# 🎯 Phase 4: Threshold Tuning and Final Evaluation

In this notebook, we tune the decision threshold used for predicting fraud.  
Default `0.5` threshold often underperforms in imbalanced classification.

We aim to:
- Visualize Precision, Recall, and F1 across thresholds
- Choose a threshold that matches real-world risk tolerance
- Finalize model performance metrics

In [None]:
import pandas as pd
import numpy as np
from sklearn.metrics import classification_report, confusion_matrix, precision_recall_curve, f1_score
import matplotlib.pyplot as plt
import seaborn as sns

sns.set(style='whitegrid')

# Load results from Phase 3 (optional: recompute model)
df = pd.read_csv("../data/isoforest_scored.csv")

In [3]:
import joblib
import numpy as np
import pandas as pd
from sklearn.metrics import (
    precision_recall_curve, f1_score, confusion_matrix, classification_report
)
import matplotlib.pyplot as plt
import seaborn as sns

sns.set(style='whitegrid')

# Load persisted artifacts
clf = joblib.load("../models/rf_model.joblib")
X_test = pd.read_csv("../data/X_test.csv")
y_test = pd.read_csv("../data/y_test.csv").squeeze()
y_probs = np.load("../data/y_probs.npy")

In [4]:
# Precision, Recall, F1 vs Thresholds
import os
os.makedirs("../assets", exist_ok=True)

# PR-F1 Curve
precision, recall, thresholds = precision_recall_curve(y_test, y_probs)
f1_scores = 2 * (precision * recall) / (precision + recall + 1e-8)
thresholds = np.append(thresholds, 1.0)

plt.figure(figsize=(10,6))
plt.plot(thresholds, precision, label="Precision")
plt.plot(thresholds, recall, label="Recall")
plt.plot(thresholds, f1_scores, label="F1 Score")
plt.axvline(x=0.5, color='gray', linestyle='--', label="Default Threshold")
plt.xlabel("Threshold")
plt.ylabel("Score")
plt.title("Precision / Recall / F1 vs Threshold")
plt.legend()
plt.tight_layout()
plt.savefig("../assets/threshold_vs_metrics.png")
plt.close()

# Best threshold eval
best_idx = np.argmax(f1_scores)
best_threshold = thresholds[best_idx]
y_thresh_pred = (y_probs >= best_threshold).astype(int)

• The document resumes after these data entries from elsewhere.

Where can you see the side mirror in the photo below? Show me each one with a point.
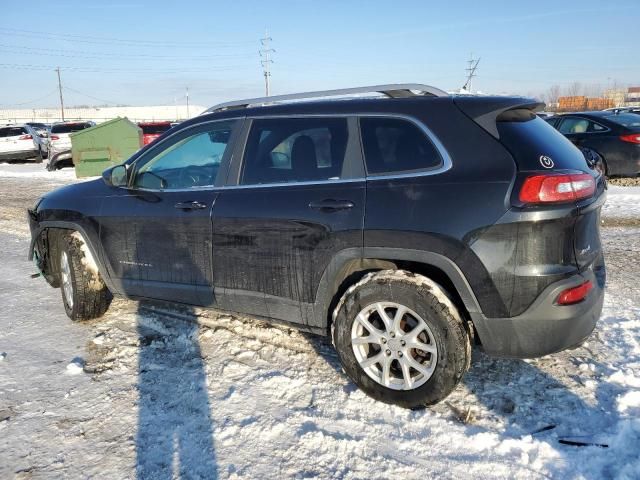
(116, 176)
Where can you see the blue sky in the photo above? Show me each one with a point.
(148, 52)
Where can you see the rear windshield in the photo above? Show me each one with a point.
(155, 128)
(12, 131)
(532, 142)
(629, 120)
(69, 127)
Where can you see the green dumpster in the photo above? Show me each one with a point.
(110, 143)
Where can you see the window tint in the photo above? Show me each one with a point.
(295, 150)
(574, 125)
(394, 145)
(631, 120)
(191, 162)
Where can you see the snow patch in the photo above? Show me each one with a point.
(76, 366)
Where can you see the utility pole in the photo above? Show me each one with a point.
(265, 53)
(187, 102)
(471, 72)
(60, 90)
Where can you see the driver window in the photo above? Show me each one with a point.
(191, 162)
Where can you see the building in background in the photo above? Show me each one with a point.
(633, 97)
(102, 114)
(616, 95)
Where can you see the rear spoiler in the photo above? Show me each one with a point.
(486, 110)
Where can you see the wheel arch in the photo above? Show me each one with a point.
(351, 265)
(56, 229)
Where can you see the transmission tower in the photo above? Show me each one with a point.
(471, 72)
(265, 53)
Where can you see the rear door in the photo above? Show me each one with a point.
(156, 234)
(295, 200)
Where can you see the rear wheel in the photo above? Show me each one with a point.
(401, 339)
(84, 294)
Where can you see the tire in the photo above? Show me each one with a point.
(84, 294)
(425, 307)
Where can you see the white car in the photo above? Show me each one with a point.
(60, 143)
(19, 142)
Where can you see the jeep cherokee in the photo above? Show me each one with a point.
(405, 227)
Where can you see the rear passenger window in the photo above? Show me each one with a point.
(393, 145)
(295, 150)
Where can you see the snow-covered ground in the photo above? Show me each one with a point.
(156, 391)
(622, 202)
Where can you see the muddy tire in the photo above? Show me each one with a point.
(401, 339)
(84, 294)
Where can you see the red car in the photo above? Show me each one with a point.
(152, 130)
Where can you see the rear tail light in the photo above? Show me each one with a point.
(574, 295)
(632, 138)
(554, 188)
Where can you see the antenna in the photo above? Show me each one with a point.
(60, 90)
(471, 72)
(265, 53)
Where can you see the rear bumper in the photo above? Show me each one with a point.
(545, 327)
(21, 155)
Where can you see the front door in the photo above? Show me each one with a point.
(297, 199)
(156, 234)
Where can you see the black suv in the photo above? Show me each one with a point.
(406, 227)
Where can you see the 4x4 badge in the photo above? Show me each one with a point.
(546, 162)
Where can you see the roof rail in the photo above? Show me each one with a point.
(398, 90)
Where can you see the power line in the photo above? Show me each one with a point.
(30, 101)
(60, 88)
(34, 67)
(59, 52)
(471, 72)
(90, 96)
(265, 54)
(121, 41)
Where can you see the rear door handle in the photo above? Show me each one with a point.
(330, 205)
(191, 205)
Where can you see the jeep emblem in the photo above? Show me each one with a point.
(546, 162)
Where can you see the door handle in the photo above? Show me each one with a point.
(330, 205)
(190, 205)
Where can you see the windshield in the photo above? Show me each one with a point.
(70, 127)
(629, 120)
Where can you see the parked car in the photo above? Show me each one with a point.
(260, 209)
(20, 142)
(152, 130)
(60, 143)
(613, 136)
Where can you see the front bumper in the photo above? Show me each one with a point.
(545, 327)
(20, 155)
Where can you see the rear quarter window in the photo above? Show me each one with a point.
(530, 138)
(394, 146)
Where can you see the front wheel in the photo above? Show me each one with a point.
(84, 294)
(401, 339)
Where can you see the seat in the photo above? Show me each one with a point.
(304, 162)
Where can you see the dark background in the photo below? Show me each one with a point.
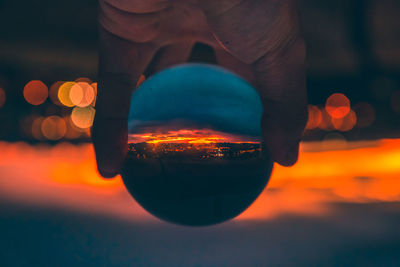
(353, 48)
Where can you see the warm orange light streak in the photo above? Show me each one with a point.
(190, 136)
(65, 176)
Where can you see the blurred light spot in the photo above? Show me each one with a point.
(2, 97)
(72, 132)
(314, 117)
(52, 110)
(64, 94)
(337, 105)
(141, 80)
(82, 94)
(53, 128)
(395, 101)
(53, 92)
(346, 123)
(365, 114)
(334, 141)
(94, 86)
(84, 79)
(83, 117)
(326, 121)
(36, 128)
(36, 92)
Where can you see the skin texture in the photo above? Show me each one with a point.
(258, 39)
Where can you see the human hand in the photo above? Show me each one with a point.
(257, 39)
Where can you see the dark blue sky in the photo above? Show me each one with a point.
(204, 95)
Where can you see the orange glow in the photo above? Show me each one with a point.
(53, 128)
(81, 94)
(35, 92)
(346, 123)
(190, 136)
(53, 92)
(326, 121)
(2, 97)
(65, 176)
(314, 117)
(94, 86)
(83, 117)
(337, 105)
(36, 129)
(64, 94)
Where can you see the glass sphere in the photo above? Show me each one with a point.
(195, 154)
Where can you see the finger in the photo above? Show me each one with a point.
(121, 63)
(282, 87)
(228, 61)
(168, 56)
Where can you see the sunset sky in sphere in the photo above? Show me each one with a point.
(196, 96)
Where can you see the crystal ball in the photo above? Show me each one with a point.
(195, 153)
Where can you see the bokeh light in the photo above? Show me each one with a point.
(53, 128)
(2, 97)
(395, 101)
(346, 123)
(314, 117)
(82, 94)
(365, 114)
(64, 94)
(94, 85)
(326, 121)
(337, 105)
(83, 117)
(36, 92)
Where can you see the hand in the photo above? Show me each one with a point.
(257, 39)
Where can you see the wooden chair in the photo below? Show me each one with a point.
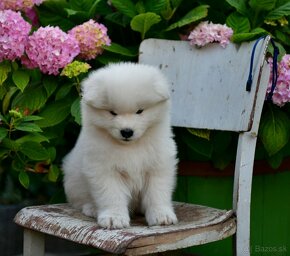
(208, 92)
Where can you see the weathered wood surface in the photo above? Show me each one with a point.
(194, 222)
(208, 83)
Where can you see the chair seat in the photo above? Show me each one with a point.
(197, 225)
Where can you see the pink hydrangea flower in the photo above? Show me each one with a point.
(207, 32)
(281, 94)
(18, 5)
(91, 37)
(50, 49)
(14, 31)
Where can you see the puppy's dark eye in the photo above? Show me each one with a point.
(113, 113)
(139, 111)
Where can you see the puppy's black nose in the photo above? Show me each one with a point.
(127, 133)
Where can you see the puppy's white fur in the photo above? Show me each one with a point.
(108, 175)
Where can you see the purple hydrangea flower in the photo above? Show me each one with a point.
(91, 37)
(18, 5)
(14, 31)
(207, 32)
(50, 49)
(281, 94)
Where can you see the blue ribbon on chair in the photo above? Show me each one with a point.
(274, 68)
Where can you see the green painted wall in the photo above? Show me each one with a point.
(270, 212)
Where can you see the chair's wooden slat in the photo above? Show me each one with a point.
(208, 84)
(68, 223)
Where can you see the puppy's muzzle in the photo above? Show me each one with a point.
(127, 133)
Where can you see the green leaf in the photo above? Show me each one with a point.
(276, 159)
(36, 137)
(262, 4)
(34, 150)
(116, 48)
(118, 18)
(52, 153)
(255, 33)
(53, 13)
(239, 23)
(53, 173)
(3, 133)
(155, 6)
(192, 16)
(126, 7)
(31, 118)
(274, 130)
(175, 3)
(76, 111)
(240, 5)
(5, 68)
(23, 179)
(20, 79)
(63, 91)
(283, 10)
(54, 113)
(28, 127)
(202, 133)
(10, 144)
(7, 99)
(144, 21)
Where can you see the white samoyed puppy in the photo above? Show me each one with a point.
(125, 158)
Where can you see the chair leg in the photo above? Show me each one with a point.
(33, 243)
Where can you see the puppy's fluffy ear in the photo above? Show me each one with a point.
(92, 91)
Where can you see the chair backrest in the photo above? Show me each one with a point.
(209, 91)
(209, 83)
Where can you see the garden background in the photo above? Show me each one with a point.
(48, 47)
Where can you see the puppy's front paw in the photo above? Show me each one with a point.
(165, 216)
(89, 210)
(113, 220)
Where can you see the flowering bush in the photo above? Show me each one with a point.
(50, 49)
(207, 32)
(18, 5)
(14, 31)
(281, 94)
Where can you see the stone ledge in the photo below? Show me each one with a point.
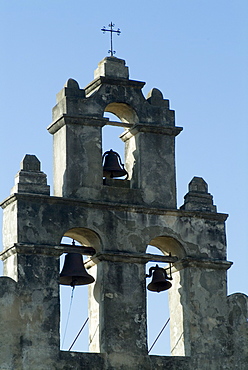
(133, 208)
(201, 262)
(128, 258)
(65, 119)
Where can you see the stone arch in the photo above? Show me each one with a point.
(161, 302)
(84, 236)
(168, 244)
(123, 111)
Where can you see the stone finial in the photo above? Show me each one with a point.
(112, 67)
(30, 163)
(198, 185)
(72, 90)
(30, 179)
(198, 198)
(72, 84)
(155, 97)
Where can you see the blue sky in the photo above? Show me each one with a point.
(195, 52)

# Confusion matrix @ threshold
plt.figure(figsize=(4,3))
sns.heatmap(confusion_matrix(y_test, y_thresh_pred), annot=True, fmt='d', cmap='Oranges')
plt.title(f"Confusion Matrix @ Threshold {best_threshold:.2f}")
plt.xlabel("Predicted")
plt.ylabel("Actual")
plt.tight_layout()
plt.savefig("../assets/final_confusion_matrix_thresh.png")
plt.close()

# Save final report
with open("../assets/final_report_threshold_tuned.txt", "w") as f:
    f.write(classification_report(y_test, y_thresh_pred, digits=4))

print(f"✅ Phase 4 complete. Threshold tuned to {best_threshold:.4f}")

✅ Phase 4 complete. Threshold tuned to 0.2800